Admins create subtypes from Organization Settings → Part Subtypes:
  1. Click New Subtype.
  2. Give it a name and (optional) description.
  3. Save.
The subtype is now available for attachment from any part page.

Attaching subtypes to parts

From the part page, open the Subtypes section and select one or more subtypes from the picker. Subtypes can be attached and removed without affecting downstream BOMs or runs — they’re metadata.

Custom fields

When the built-in attributes don’t cover what you need, custom fields fill the gap. They’re org-defined, attach to parts, and behave like any other queryable property.

Defining a custom field

Org admins define custom fields:
  1. Navigate to Organization Settings → Custom Fields → Parts.
  2. Click New Custom Field.
  3. Set:
    • Name — what users see.
    • Type — text, number, date, single-select, multi-select, file, or boolean.
    • Required — should it block part creation if empty?
    • Default — optional default value at part creation.
  4. Save. The field now appears on every part page.

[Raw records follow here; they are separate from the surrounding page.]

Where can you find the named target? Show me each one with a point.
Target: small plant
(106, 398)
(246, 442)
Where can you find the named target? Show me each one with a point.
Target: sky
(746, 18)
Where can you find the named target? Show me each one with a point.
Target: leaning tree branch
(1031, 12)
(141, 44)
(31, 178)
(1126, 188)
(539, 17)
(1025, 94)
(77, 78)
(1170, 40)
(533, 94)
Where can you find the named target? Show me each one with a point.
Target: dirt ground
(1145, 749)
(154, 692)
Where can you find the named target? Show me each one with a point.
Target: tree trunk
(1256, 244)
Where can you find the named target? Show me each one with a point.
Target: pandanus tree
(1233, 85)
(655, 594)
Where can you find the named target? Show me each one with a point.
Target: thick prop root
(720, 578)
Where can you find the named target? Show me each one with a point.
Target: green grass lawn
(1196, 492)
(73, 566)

Setting a custom field value on a part

From the part page, scroll to the Custom Fields section. Each defined field renders an appropriate input. Save, and the value is stored on the part.

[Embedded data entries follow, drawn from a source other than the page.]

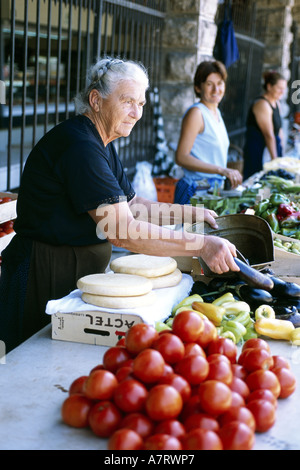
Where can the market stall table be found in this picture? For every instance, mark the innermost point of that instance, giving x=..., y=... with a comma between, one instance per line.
x=36, y=376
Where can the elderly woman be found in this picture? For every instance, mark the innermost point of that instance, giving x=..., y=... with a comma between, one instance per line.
x=75, y=201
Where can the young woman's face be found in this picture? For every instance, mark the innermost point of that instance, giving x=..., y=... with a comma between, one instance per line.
x=213, y=89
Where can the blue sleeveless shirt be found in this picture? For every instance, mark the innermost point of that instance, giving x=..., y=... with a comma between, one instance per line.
x=211, y=146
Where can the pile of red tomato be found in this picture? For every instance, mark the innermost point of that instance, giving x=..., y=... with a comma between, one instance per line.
x=184, y=389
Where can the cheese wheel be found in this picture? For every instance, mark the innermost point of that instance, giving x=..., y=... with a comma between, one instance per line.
x=119, y=302
x=114, y=284
x=144, y=265
x=169, y=280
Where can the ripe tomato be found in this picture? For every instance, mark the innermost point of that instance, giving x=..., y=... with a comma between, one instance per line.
x=241, y=414
x=149, y=366
x=238, y=385
x=223, y=346
x=100, y=385
x=75, y=410
x=237, y=436
x=264, y=414
x=263, y=379
x=138, y=422
x=125, y=439
x=255, y=358
x=180, y=383
x=77, y=385
x=256, y=343
x=201, y=439
x=287, y=381
x=170, y=346
x=263, y=393
x=280, y=361
x=208, y=334
x=130, y=395
x=201, y=420
x=215, y=397
x=194, y=369
x=139, y=337
x=104, y=418
x=220, y=369
x=188, y=325
x=163, y=402
x=114, y=358
x=162, y=442
x=172, y=427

Custom fields vs subtypes — when to use which

You want to…Use
Tag the part with a category (no value, just membership)Subtype
Store a per-part value (a number, date, free-form text)Custom field
Group parts that share routing or inspectionSubtype
Capture a customer-specific SKU or revision identifierCustom field
Store a flag like “RoHS compliant”Custom field (boolean) — or a subtype if you’d rather pick from a controlled list
A rough rule: if every part needs a value for the property, custom field. If only some parts have the property and it’s binary membership, subtype.

Tips

  • Don’t recreate built-ins as custom fields. If Lead time is what you need, use the built-in field — it integrates with planning. Adding a custom Lead Time field bypasses MRP.
  • Keep subtypes few and meaningful. A subtype that applies to 90% of parts isn’t useful as a filter. Aim for subtypes that partition the catalog into actionable groups.
  • Mark customer-driven custom fields clearly. When custom fields exist primarily to satisfy one customer’s data needs, name them to indicate that context (e.g. Customer-X SKU) so future operators don’t get confused.